Before, about two weeks into a diet I would start getting dreams about slipping up. I would wake up so mad at myself for eating 5 hot dogs, only to realize it was a dream. I'd wake up scared to death that I had ate 2 pizzas by myself, only then to relize it was a dream. I told DH about this, and he just lauged. It is kinda funny looking back, but still very sad. I let food control my life so much that it even controlled my dreams. I was never really free. Even when I did eat, I was thinking so hard about what I was going to eat next that I never enjoyed a single bite of food. It's very depressing to think about a life like that.

Food is not the enemy, it's our attitude towards it. A delicious, thick, choclately, layered slice of sinfully rich cake doesn't have to be the end of a diet. Having a bite, or even a full serving, doesn't mean you can "screw it" and binge the rest of the day (i've done this probably 1000 times, and that's not an exageration).

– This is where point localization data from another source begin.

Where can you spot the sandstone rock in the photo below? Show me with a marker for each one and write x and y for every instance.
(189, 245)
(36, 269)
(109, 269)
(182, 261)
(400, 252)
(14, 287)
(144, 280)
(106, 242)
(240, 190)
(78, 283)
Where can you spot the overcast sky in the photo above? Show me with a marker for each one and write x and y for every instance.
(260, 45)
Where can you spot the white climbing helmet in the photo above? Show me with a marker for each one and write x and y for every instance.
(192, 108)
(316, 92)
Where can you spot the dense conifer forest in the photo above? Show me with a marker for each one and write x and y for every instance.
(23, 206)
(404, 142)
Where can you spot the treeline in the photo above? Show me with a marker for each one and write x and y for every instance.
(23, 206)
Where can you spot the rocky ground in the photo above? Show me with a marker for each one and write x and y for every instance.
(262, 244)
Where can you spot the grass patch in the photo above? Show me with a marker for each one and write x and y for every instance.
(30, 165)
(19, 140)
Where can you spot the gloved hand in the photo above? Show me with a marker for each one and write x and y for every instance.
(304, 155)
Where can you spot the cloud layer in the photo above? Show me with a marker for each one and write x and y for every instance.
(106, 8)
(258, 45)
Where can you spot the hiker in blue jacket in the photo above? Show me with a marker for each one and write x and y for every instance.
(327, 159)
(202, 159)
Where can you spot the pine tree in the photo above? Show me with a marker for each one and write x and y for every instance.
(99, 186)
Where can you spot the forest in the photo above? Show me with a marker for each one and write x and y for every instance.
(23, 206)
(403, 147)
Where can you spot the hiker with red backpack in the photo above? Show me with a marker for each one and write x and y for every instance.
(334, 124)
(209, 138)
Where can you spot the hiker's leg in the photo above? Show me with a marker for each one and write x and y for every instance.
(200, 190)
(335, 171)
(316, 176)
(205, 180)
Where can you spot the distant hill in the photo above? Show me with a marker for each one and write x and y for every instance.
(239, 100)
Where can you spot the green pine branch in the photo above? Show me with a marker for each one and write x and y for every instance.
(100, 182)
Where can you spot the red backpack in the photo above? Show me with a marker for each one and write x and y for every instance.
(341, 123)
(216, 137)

I've learned more from this diet in the past couple of weeks than I have any diet I've ever been on. Not only that: but dreaming is FUN again! Food is no longer the "monster in my closet." I'm not longer deprived, food is no longer a double edge sword for me. Tonight I went to DH Grandma's for a family dinner. She had steaks, salad, baked potatoes, and of course two different kinds of dessert. I ate half my steak, 3/4th of my baked potatoe, one piece of bread, and a small salad. I was more than satisfied. Then I topped the meal off with about 2 bites of each dessert. I stopped when I was full. Since I haven't been deprving myself I didn't feel the earge to binge on the dessert because I haven't been restricting myself. I didn't NEED to binge, because if I wanted it tommorow I could have it tommorow.

See what i'm saying?? I don't have to binge anymore, because before the reason for bingeing was because "i can't have this food anymore after I binge. So i better eat a lot since I can never have it again" NO MORE!!!!!!!!!!!

My chains are gone!

Sorry for the delay in posting!


Hey Guys (or girls.. whoever the two people that made comments on my last blog were... which PS: that made my day!) Sorry for the delay in posting. My friend just had a baby last night... he is so precious. So that has kept me busy since Weds.

To date I have lost.... drum roll please.... about 7 or 8 pounds. My scale really really sucks, i need to get a new one, but how ironic would it be to buy a new scale for a diet that promotes not weighing yourself :)

I have not had a binge in over 2 weeks. That is a big deal for me. I feel like an alcholic or a drug addict proudly proclaiming that I've been clean for 14 days.

Today I went to a local sub shop here to get a chicken salad salad for lunch. Now usually I would go in, get my salad with spinach, chicken salad, and parmesean cheese. I would never get extra shredded cheese because I was on a "diet". I would never have more than one pack of crackers cause I was on a "diet". Well, my friends, I am no longer on a diet! I got the salad exactly the way I wanted it, with exactly the dressing I wanted (none of that low fat mess!) I did eat my whole salad, plus about 3 packs of crackers. But guess what? I didn't have my regular mid afternoon snack. I've been home for almost an hour, and haven't done my normal binging on food. Yea, i'm a little hungry...but I've gotten to where I have enjoyed waiting until I am very hungry (not ravenous... stay out of the red) and then satisfying it with about half the amount of food that it use to take.

I know i'm kind of rambling in this post... I guess my heads still full of pictures of that precious new baby!!